Having the judge make the inquisition has nothing to do with adversarial.
The judges in the UK and US are independent of the inquisition etc. The prosecution is responsible for obtaining evidence on behalf of the state. The defense defend their client with their evidence.
In Europe, I know a little more about France and Austria, the judges are trained to be inquisitorial and direct the inquisition for evidence. I should shut up at this point and let someone who actually knows what they are talking about continue for me.
As for adversarial, still waiting for the day that criminals, for the most part, exclaim like the very old British movies and Scooby Doo cartoons that "It's a fair cop, guv!" and then explain why and how they did it.
Thanks, using this terminology, I guess I'm wondering about why different places settled on "inquisitorial" systems vs (whatever the opposite of inquisitorial is)-systems. Naive, it seems like an inquisitorial system would be the obvious way to do it. I'm sure that places with non-inquisitorial systems had reasons for choosing that, but I'm not sure why or what the tradeoffs are.

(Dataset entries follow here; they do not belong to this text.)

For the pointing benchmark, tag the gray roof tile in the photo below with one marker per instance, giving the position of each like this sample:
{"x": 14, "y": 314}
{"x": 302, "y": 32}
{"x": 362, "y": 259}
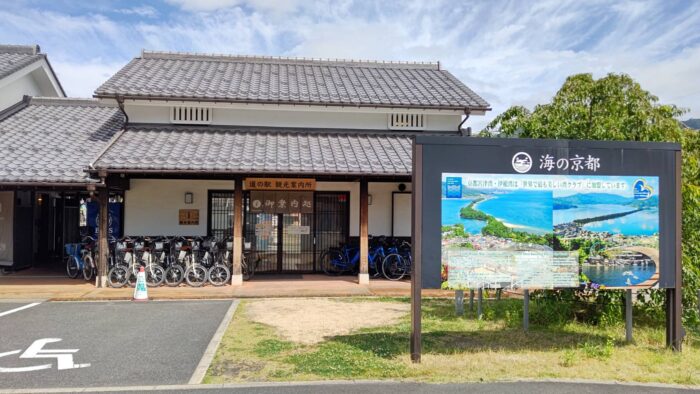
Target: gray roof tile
{"x": 53, "y": 140}
{"x": 258, "y": 150}
{"x": 290, "y": 81}
{"x": 16, "y": 57}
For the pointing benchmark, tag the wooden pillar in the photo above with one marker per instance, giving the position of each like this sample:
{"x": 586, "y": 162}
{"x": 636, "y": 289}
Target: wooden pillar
{"x": 674, "y": 305}
{"x": 236, "y": 273}
{"x": 102, "y": 238}
{"x": 417, "y": 251}
{"x": 364, "y": 234}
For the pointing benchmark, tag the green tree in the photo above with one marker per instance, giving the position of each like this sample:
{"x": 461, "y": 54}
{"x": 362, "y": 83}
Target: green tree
{"x": 616, "y": 107}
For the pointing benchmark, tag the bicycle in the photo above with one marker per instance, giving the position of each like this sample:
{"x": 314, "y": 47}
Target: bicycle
{"x": 219, "y": 273}
{"x": 397, "y": 265}
{"x": 195, "y": 273}
{"x": 89, "y": 268}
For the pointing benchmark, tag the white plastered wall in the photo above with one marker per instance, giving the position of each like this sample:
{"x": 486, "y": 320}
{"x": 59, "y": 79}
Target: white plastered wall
{"x": 279, "y": 117}
{"x": 379, "y": 212}
{"x": 151, "y": 206}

The other comments have covered a lot of the background and variances throughout the world. But what I'll add is that few countries are purely in one camp or the other. To use the USA as an example, criminal cases are adversarial, in the sense that the defense attorney will duke it out with the government's attorney whether someone goes to prison.
For civil cases like a contract dispute, the procedure is closer to an inquisition system, although with the judge still merely presiding over the process. But attorneys in a USA civil case can depose witnesses, much like how (I think) a European judge-led inquisition would call a witness, and similar to how British coroners conduct an inquest (if murder mystery depictions on the BBC are accurate).
Perhaps the full thrust of the inquisition style can be found in USA federal agencies, whose rulemaking capacity requires asking direct questions to subject matter experts in a public forum, one which eventually leads to a determination on some germane topic, often enacting secondary legislation at the same time. Americans might not necessarily call such an action as a "ruling", but evidence was taken, all sides were heard, and even public comment was accepted, before rendering a decision.
That said, one could argue that such "Article III" rulemaking (eg FCC Commissioners) or judgements (eg Immigration Court) are distinct from the traditional judicial rulings from "Article I" courts (eg US Supreme Court). But that's a Constitutional wrinkle for another discussion.